Friday, May 2, 2025

Book Recommendations - History and Christian Living

 For the next several posts in this series, I will be making some book recommendations in various categories. The lists will neither be exhaustive nor full scale endorsements of everything in each one. I generally read to learn (not to be entertained) and welcome points of view from a broad perspective. 


The books mentioned will categorized this way: 
  • Biographies
  • Favorite authors
  • Sport
  • Theology
  • Coaching
  • Leadership
  • Psychology
  • Business Management
  • History
  • Christian Living
History 
The Spirit of the Game: American Christianity and Big Time Sports by Dr. Paul Putz - In this book Paul Putz has done a tremendous job of chronicling how elite level sport and the Christian faith have intersected, intertwined, collided, and conflicted across more than a century. I learned things about the organization that had employed me for twenty-seven years I had never heard before. Paul's clear eyed vision of the good, the bad, and the ugly of these situations and personalities is always fair and candid. I highly recommend reading this book to anyone involved in sports ministry, particularly in the USA.

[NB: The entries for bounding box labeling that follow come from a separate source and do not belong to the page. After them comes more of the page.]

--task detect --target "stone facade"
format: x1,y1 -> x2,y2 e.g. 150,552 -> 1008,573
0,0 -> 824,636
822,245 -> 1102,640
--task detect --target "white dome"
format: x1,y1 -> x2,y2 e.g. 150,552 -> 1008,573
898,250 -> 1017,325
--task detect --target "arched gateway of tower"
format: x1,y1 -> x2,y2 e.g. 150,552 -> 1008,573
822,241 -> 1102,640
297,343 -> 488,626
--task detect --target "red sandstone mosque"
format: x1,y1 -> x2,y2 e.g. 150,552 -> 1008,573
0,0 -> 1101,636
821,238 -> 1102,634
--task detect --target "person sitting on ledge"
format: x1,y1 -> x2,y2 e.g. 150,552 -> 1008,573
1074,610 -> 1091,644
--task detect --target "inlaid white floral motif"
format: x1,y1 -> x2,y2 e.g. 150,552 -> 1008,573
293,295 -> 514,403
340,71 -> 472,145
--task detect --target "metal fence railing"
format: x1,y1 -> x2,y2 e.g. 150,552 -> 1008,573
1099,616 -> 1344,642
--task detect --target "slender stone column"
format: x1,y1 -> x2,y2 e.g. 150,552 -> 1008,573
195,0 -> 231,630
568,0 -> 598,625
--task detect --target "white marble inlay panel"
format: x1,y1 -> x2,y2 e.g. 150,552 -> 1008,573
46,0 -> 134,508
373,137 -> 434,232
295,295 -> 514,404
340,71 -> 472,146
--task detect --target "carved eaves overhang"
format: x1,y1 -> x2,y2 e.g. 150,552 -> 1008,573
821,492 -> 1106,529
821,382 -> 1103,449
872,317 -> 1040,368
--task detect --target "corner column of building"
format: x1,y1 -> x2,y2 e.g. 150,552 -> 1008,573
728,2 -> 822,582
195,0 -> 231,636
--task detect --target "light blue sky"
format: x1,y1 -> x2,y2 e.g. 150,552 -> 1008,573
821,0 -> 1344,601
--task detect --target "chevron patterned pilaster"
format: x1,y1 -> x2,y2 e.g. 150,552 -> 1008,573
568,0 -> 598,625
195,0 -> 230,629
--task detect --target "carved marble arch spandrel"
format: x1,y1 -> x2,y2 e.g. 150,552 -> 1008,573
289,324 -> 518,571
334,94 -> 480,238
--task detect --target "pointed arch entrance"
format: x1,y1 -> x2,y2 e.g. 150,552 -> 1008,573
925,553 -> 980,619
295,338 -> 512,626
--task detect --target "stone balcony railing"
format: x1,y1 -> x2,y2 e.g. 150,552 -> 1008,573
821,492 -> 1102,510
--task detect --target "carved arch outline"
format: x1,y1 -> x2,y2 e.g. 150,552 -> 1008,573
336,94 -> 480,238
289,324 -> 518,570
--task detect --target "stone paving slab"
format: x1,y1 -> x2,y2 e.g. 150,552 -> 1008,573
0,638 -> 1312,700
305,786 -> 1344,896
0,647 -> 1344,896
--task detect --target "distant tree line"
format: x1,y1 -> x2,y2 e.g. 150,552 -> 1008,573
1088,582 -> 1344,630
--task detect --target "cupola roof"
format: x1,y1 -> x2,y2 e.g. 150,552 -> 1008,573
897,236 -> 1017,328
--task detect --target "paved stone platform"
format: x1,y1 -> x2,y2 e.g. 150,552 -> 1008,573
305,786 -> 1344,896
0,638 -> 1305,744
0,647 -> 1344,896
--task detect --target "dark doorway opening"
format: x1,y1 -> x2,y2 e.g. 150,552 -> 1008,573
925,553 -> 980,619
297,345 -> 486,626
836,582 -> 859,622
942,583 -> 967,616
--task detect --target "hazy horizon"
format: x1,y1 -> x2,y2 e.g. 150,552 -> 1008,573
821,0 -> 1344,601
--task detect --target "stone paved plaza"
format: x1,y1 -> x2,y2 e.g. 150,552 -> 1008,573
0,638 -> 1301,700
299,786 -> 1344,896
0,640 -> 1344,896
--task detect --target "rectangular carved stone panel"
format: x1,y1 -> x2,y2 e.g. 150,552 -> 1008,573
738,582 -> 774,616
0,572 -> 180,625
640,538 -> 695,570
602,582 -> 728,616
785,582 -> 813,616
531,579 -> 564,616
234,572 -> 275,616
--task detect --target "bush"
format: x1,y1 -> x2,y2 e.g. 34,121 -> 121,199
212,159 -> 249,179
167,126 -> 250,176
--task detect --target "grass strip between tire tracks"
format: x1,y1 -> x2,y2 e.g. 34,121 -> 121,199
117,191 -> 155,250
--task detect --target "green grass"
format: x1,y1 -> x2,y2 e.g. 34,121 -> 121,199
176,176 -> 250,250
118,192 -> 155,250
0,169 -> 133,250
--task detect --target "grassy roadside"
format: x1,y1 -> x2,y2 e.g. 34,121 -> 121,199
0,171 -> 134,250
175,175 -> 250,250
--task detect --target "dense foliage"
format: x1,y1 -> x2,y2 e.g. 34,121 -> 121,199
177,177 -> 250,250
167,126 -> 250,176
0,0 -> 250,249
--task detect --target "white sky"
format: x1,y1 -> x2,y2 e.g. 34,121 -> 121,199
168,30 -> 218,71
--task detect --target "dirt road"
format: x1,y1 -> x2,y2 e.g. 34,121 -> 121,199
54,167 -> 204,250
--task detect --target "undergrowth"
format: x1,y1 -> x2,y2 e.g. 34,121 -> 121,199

Foxe's Book of Martyrs by John Foxe - I first read this book many years ago, but failed to grasp its importance. I read it again just over a year ago with a clearer vision and an understanding that I have family mentioned in its pages. The price paid by many of our Christian forebears to remain faithful to their Lord and to personal convictions is displayed here in graphic detail. If you're willing to plow through the torture, beheading, and burning at the stake, there are inspiring stories in this volume.

Christian Living - 
The Jesus I Never Knew by Phillip Yancey - I remember reading this book in the fall of 1995 during football road trips. I would immerse myself in two chapters per trip, reading those chapters two to four times each. This greatly broadened my view of how the Church in scattered corners of the planet view the Savior. My small town, Southern Illinois, protestant view of Caucasian Jesus was challenged on every page. For that I am very grateful. 

The Grace Awakening by Charles Swindoll - I read this book in the late 1980s and it was very liberating. To that point, I was easily condemned by legalistic thoughts and teaching. This excellent, easy read brought freedom and ease to my easily condemned conscience. The writing is engaging and the grace communicated is liberating. Give this one a leisurely read.

The Pilgrim's Progress by John Bunyan - This classic book is allegory, a genre very foreign to me, and is a great investment of time and imagination. This Puritan author spins a tale of remarkable characters and fanciful locations. It's available in two different English language versions: one in the original English from the 1500s, and an updated English version (much easier to read). The former will enrich and challenge your vocabulary, the latter is more quickly read. Both versions are a rich and encouraging story of the Pilgrim's Progress.

On Living Well by Eugene Peterson - This is a collection of some of Peterson's brief and pastoral writings. It is encouraging and inspirational. I love all of his books, but this one stands out as being like a series of personal letters to the reader.